Koolhaas: It is ironic that just as people want to see a built environment that reflects who they are, what we are seeing in much of the world is that urban planning is scarcely possible because market economies are not generating the necessary funds for it. Any major project of public interest, including even precautions against hurricanes in coastal regions of America, can’t get done.

There are a few places in the world, namely China or Singapore, that retain a strong state capacity. They are both willing and able to mobilize wealth generated by the market for the public good.

For me, the issue is not about the inefficiency of democracies versus efficient autocracies but how and where a society wants to allocate its resources. It is really a matter of ideology, of whether the interests of the market or the society as a whole are the priority.

WorldPost: The Chinese science fiction writer Hao Jingfang, who wrote “Folding Beijing,” talks about cities in the age of cyberspace and smart technology like self-driving cars and the Internet of Things becoming large neural networks that will develop their own mind and consciousness. Do you agree with that? How will it impact urban life?

Koolhaas: If we simply let cyberspace run its course to a future determined by Silicon Valley, those libertarian-minded engineers will paradoxically lead us to cities shackled by algorithmic conformity. It would be a neural network, yes, but one that operates in lock step.

Like many of my friends, I am a car fanatic. So we have been looking very closely at the development of self-driving cars. What we know without hesitation is that self-driving cars will only work at the price of total conformity of every member of society. Such a system of mobility will depend on everyone behaving with no exceptions. As exemplified by self-driving cars, there is a built-in authoritarianism in this managed space of flows we call cyberspace.

More and more people are becoming uncomfortable with such a future.

WorldPost: The late “arcologist” Paolo Soleri believed that the intense feedback loops of spatial density are the condition for intelligence, as in the tight coils of the brain.

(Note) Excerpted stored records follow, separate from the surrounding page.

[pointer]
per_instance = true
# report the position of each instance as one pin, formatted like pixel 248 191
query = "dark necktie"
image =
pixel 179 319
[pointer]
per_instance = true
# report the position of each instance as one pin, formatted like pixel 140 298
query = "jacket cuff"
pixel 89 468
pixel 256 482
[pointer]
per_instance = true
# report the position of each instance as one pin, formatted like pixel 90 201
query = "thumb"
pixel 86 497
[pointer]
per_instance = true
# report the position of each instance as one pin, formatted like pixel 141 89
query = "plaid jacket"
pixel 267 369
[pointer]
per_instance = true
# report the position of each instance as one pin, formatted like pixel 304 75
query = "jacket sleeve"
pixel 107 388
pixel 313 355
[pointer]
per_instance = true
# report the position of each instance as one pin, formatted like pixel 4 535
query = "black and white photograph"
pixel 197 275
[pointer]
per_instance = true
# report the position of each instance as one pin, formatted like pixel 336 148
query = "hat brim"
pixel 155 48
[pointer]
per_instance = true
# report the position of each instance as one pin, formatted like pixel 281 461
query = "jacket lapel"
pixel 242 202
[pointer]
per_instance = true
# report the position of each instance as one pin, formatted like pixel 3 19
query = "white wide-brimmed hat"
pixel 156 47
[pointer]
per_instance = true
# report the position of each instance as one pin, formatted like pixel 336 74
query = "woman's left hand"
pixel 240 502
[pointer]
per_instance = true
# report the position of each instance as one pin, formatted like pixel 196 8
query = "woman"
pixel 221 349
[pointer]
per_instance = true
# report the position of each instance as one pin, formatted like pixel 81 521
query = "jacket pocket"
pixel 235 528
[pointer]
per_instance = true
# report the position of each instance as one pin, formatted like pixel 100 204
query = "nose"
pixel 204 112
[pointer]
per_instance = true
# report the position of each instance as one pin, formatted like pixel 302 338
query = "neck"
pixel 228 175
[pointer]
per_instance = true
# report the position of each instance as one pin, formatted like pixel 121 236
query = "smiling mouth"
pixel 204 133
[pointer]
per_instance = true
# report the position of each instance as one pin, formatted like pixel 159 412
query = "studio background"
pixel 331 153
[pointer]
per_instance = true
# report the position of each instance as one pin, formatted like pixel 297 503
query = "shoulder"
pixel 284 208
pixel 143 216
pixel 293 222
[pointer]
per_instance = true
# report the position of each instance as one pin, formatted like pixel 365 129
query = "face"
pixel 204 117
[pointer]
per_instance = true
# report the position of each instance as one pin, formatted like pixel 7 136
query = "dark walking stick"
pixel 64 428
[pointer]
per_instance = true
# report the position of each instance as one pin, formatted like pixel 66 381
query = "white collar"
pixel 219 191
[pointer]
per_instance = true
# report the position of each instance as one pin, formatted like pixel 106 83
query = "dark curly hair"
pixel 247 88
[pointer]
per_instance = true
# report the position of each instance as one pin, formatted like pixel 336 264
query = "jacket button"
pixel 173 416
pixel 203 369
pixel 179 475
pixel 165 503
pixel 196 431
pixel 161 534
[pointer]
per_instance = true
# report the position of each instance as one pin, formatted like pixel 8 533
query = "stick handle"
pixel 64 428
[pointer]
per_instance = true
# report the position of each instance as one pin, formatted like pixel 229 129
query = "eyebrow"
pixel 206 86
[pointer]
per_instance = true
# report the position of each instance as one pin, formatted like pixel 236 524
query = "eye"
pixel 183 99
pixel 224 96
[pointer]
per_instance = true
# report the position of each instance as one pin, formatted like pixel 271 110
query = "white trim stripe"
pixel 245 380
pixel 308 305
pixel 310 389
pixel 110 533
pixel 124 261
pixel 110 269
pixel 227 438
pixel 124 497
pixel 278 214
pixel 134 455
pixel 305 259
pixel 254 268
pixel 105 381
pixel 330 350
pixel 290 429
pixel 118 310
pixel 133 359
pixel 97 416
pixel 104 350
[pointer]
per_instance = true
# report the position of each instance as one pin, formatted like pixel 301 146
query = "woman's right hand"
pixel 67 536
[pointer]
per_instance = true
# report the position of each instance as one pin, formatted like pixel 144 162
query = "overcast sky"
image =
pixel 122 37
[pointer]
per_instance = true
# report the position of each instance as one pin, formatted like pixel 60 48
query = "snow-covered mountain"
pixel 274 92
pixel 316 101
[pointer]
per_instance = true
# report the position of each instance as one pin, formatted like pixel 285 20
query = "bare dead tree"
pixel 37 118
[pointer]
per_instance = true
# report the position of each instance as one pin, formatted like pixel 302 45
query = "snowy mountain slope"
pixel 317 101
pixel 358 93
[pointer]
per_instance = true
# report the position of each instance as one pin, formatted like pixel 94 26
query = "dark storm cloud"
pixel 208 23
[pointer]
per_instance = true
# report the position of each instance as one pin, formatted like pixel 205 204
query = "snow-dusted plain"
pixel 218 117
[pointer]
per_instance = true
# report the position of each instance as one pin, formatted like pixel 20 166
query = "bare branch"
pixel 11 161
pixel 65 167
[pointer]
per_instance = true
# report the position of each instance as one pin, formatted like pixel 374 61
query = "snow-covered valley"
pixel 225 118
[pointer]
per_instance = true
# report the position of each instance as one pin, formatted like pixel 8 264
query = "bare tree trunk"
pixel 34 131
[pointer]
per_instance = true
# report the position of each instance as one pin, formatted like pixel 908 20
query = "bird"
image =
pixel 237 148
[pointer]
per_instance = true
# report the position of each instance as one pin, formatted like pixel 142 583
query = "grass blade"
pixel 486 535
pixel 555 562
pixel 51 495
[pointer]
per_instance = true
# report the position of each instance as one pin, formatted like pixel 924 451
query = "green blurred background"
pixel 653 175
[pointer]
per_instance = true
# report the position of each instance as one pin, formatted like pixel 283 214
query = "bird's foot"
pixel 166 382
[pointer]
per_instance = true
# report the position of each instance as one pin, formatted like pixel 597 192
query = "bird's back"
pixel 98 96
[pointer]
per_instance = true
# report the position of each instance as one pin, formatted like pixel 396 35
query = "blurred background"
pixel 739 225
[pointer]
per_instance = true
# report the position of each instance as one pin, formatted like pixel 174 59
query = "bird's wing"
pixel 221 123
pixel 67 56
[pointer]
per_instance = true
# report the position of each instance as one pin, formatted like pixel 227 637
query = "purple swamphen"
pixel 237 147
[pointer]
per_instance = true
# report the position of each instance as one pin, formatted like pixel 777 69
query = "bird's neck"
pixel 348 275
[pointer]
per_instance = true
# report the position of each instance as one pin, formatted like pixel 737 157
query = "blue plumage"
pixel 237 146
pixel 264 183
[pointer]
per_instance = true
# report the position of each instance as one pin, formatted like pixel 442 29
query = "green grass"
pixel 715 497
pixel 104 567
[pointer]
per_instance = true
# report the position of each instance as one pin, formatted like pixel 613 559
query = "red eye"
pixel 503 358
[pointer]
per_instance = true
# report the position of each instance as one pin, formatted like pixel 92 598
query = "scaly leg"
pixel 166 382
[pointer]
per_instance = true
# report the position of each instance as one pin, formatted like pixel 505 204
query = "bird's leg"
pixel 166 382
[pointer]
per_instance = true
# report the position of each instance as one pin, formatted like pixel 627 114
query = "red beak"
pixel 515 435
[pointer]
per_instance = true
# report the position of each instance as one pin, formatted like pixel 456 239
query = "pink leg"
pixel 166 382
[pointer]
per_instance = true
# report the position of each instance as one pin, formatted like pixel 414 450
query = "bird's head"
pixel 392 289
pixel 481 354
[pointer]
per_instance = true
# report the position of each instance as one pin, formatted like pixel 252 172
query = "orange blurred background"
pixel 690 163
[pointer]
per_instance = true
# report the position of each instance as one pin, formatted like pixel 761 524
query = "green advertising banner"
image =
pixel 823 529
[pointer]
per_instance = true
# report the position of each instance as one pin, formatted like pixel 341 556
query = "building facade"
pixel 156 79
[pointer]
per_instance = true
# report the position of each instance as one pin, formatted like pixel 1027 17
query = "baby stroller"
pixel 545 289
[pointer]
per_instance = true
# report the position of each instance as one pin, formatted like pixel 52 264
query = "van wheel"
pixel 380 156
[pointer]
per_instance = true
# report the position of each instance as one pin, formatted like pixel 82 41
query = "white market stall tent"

As wired cities become dense neural networks, will they evolve into ecological, efficient, intelligent organisms — even at the price of the conformity you fear — or will the “delirious” chaos of diversity upset it all and resist such efficiency?

Koolhaas: Density may be the condition for intelligence, but efficiency certainly isn’t. Intelligent life flourishes most in the diversity of those unmanaged spaces that are, by definition, outside efficiency. That has been the history of the development of diverse life forms, and that has been the history of the culture of cities.

WorldPost: You’ve traveled the world many times over and built all over. In your view, what cities are most prepared to face the future?

Koolhaas: I have lived for 30 years in either New York and London, but now I’m living in Randstad [a metropolis consisting of the four largest Dutch cities, Amsterdam, Rotterdam, The Hague and Utrecht]. It is a bit bizarre for me. There are no dominant cities but together the whole area is connected in a kind of metropolitan field. All the facilities and amenities you’d find in a city are here but decentralized across the whole zone. It is kind of an extended city not dependent on coherence or adjustment of each of the parts to each other. Yet it is able to sustain itself as a connected entity — kind of like a collage.

So I would say cities like this that are more open and not so complex to operate are best prepared for whatever the future throws at them. Los Angeles is the prototype of this kind of habitat for the future.

This interview, produced by The WorldPost, a partnership of the Berggruen Institute and The Washington Post, was edited for clarity and brevity.